In calling this section "Creative Cultural Criticism" --by willfully throwing in the word creative--I risk being lit on fire and thrown off a cliff by my colleagues who are critics, and whose work is certainly creative, even if it doesn't particularly aspire to art. Nothing is more important to art than criticism, but nothing is more annoying to artists, or then again as gratifying, depending on how clearly the critic sees: the critic affects the artist either way. But listen: nothing is less important to the general culture than cultural criticism, since we all grind on regardless. The art critic may take herself seriously indeed, but the cultural critic had best not.

Creative cultural criticism differs from more traditional criticism in that it puts the critic in the midst of her subject. The critic's fallible life and tastes are as open to dissection as the subject she picks. And the subjects aren't standard. Writers in this broad category have written about the best-seller lists rather than books, the face in art as opposed to artwork, the meanings of illness itself rather than artwork about illness.
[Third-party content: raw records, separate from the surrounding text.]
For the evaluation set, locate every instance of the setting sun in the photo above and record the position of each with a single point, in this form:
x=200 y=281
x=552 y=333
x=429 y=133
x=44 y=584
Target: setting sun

And because of the diffuse nature of the beast, the reader interested in reading more creative cultural criticism will have to do her own legwork: The New Yorker, Harper's, The Atlantic Monthly, these are perhaps the most reliable sources for such writing (regular, slightly skeptical reading in all three periodicals is a must for any student of creative nonfiction in any case). The New York Review of Books is often home to creative critics as well. Good literary magazines like The Georgia Review all offer examples of the form in every issue. And writers of creative cultural criticism tend to mention other writers extensively-- once one gets going, the path won't end.

1 comment:

  1. Yes.

    The sceptical reading of big magazines, especially.

    Google Books is good for this. How accessible through text-to-speech, though?

    It has magazines like Jet and Mother Jones and also Life.

    Magazines I read sometimes include Granta and the Spectator, as well as Prospect and Sp!ked.